In chess, which I find to be a useful test of LLM capability because (a) LLMs are not designed to do this and (b) playing well beyond the opening requires precision and reasoning, I would say GPT4 is roughly at least weak, possibly intermediate club player level now. This is based on one full game, where it played consistently well except for making a mistake in the endgame that I think a lot of club players would also have made.
It seems better at avoiding blunders than Bing, which could be due to modifications for search/search-related prompting in Bing. Or it could be random noise and more test games would show average level to be weaker than the reported first impression.
I have recently played two full games of chess against ChatGPT using roughly the methods described by Bucky. For context, I am a good but non-exceptional club player. The first game had some attempts at illegal moves from move 19 onwards. In the second game, I used a slightly stricter prompt:
”We are playing a chess game. At every turn, repeat all the moves that have already been made. Use Stockfish to find your response moves. I’m white and starting with 1.Nc3.

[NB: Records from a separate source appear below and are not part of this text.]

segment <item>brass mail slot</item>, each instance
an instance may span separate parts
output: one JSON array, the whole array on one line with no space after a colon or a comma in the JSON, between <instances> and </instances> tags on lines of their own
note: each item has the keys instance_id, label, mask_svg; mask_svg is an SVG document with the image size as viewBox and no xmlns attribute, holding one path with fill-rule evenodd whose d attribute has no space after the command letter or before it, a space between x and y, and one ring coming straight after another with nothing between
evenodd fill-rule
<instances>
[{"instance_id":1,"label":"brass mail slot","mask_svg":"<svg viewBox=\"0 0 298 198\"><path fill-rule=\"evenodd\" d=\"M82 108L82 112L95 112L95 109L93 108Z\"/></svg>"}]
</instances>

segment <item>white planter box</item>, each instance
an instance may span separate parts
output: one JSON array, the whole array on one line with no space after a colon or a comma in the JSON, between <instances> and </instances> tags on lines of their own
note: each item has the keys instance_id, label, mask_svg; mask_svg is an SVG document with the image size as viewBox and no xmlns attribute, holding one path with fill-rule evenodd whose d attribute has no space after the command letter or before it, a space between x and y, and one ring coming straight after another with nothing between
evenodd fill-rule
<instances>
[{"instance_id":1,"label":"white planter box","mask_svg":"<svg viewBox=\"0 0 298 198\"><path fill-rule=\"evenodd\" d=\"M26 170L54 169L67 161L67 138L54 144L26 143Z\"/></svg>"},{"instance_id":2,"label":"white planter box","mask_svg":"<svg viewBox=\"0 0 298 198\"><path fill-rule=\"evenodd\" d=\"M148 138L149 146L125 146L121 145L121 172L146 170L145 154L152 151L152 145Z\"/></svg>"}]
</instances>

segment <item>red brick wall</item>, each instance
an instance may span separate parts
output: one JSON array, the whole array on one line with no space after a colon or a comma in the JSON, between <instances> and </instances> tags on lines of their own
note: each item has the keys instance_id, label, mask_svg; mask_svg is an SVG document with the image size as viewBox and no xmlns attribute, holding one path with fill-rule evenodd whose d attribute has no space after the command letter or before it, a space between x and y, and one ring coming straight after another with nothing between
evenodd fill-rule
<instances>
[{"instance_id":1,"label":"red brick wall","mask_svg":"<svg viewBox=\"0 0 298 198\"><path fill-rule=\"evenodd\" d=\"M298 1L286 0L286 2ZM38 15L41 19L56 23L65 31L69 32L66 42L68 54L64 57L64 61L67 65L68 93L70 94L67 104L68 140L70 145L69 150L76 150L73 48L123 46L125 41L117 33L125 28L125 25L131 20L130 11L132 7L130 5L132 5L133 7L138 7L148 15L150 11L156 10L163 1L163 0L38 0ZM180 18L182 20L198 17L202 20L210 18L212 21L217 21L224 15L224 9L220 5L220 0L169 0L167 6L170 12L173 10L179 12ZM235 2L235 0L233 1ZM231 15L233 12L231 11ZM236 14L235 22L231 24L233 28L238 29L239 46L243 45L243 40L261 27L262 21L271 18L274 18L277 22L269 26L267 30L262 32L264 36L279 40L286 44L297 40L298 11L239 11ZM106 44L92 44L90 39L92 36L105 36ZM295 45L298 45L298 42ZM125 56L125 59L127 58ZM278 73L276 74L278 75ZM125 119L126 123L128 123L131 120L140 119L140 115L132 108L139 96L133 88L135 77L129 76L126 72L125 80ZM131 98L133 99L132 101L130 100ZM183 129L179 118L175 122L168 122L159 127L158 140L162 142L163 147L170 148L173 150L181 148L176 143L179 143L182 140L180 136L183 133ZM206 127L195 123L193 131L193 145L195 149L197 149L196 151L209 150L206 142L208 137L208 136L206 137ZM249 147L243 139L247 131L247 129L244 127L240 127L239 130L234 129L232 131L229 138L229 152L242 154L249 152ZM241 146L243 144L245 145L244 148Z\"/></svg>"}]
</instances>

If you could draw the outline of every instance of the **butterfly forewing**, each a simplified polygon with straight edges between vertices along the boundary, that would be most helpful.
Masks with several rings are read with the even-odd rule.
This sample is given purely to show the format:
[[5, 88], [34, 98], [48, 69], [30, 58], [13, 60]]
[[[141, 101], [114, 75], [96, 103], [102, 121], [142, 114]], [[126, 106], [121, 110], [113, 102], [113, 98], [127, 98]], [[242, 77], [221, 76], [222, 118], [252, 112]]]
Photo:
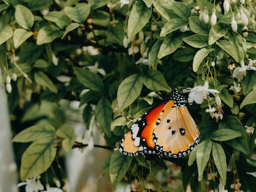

So, to be clear, your output format should always be:
PGN of game so far: …
Stockfish move: …
and then I get to play my move.”
With that prompt, the second game had no illegal moves and ended by a human win at move 28.
I would say that in both of these games, playing strength was roughly comparable to a weak casual player, with a much better opening. I was quite astonished to find that an LLM can play at this level.
Full game records can be found here:
https://lichess.org/study/ymmMxzbj
Edited to add: The lichess study above now contains six games, among them one against Bing, and a win against a very weak computer opponent. The winning game used a slightly modified prompt telling ChatGPT to play very aggressive chess in addition to using Stockfish to pick moves. I hoped that this might give the game a clearer direction, thereby making it easier for ChatGPT to track state, while also increasing the likelihood of short wins. I do not know, of course, whether this really helped or not.